O'Gorman is hardly exaggerating. Lava Man has been earning comparisons with Sea Biscuit for his exploits in California this year while Bernardini has been so good since winning the Preakness in May that a sport left in gloom by the high-profile injury to Kentucky Derby winner Barbaro in that same Preakness is now considering whether the best horse won anyway.
"You've got Bernardini from the East Coast, Lava Man from the West, and they're meeting in the middle. If one of them wins, or if George Washington wins, then it's almost inconceivable that that winner won't be the official world champion at the end of the year.
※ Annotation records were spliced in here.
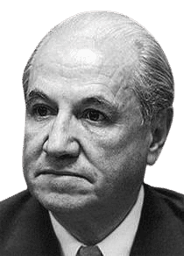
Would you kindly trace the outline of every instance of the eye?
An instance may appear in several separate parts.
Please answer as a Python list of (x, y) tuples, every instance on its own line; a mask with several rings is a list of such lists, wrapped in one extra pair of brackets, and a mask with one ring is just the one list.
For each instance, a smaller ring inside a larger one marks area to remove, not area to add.
[(97, 110), (88, 110), (85, 112), (86, 119), (88, 119), (92, 121), (102, 121), (106, 119), (105, 115)]
[(32, 114), (37, 118), (42, 118), (53, 114), (53, 111), (47, 106), (36, 105), (32, 108)]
George Washington, though, will be on an unfamiliar surface, at a new distance, playing away from home, and against two possibly exceptional opponents," O'Gorman adds.
But if the task is monumental, then so is the pay-off. This is a world where the $2.7 million first prize for the race itself is comparative chicken feed. To the number-crunchers at Coolmore, a victory for George Washington is the sort of dream that keeps them awake at night. There's some serious pay in that dirt.
On what he has achieved to date, George Washington's likely stud fee is estimated by some experts at being in the €60,000 range. Being by Danehill, a sire largely unknown in the US, currently he is strictly a European and Australian deal. A Classic win, however, opens America wide open. His fee would rocket. One bloodstock insider reckons $150,000 to be a conservative estimate. Even at that figure, a couple of hundred mares a season means a $30 million-per-year dividend and it will be three years at least before its discovered if the horse can father anything near as good as himself.
In the high-finance world of elite flat racing, those sort of arguments were always likely to guarantee that John Magnier and his partners in the Coolmore syndicate were going to allow George Washington take his chance.
Almost every year since Giant's Causeway failed so narrowly, the best horse in O'Brien's Ballydoyle yard has been given the opportunity to turn that talent into a financial goldmine. None have come even close to bringing it off.
Logically, the odds are stacked heavily against George Washington succeeding where Galileo, Hawk Wing and the others failed. But there are always exceptions to any rule and as O'Brien never ceases to explain, in this case he is dealing with an exceptional talent. Maybe exceptional enough to provide Ireland with a genuine honest to God world beater.
And it shouldn't be forgotten that the original George had hippo tusk for dentures instead of wood.
So when it comes to bite, it's dangerous to underestimate any Washington. 2000 - Churchill Downs: Giant's Causeway (2nd) is narrowly beaten in an epic finish with Tiznow.
Michael Kinane briefly dropped his reins in the closing stages provoking "what if" questions in some quarters.
2001 - Belmont Park: Galileo (6th) and Black Minnaloushe (10th) never figure in a 13-runner field as Tiznow becomes a back-to-back champion with a desperate defeat of the Arc winner Sakhee.
2002 - Arlington Park: Hawk Wing (7th of 12) misses the break and appears to resent the kick back in his face. Never threatens to make a challenge behind the surprise winner Volponi.
2003 - Santa Anita: Hold That Tiger (5th of 10) is well supported after a good pre-Classic effort behind Mineshaft in the Jockey Club Cup. The top American rider, Edgar Prado, replaces Kinane but after threatening briefly at the turn in, Hold That Tiger fades behind Pleasantly Perfect.
2005 - Belmont Park: Oratorio (11th of 13), a son of Danehill, races midfield for much of the journey but cannot go with the pace before the stretch and is not factor as Saint Liam wins.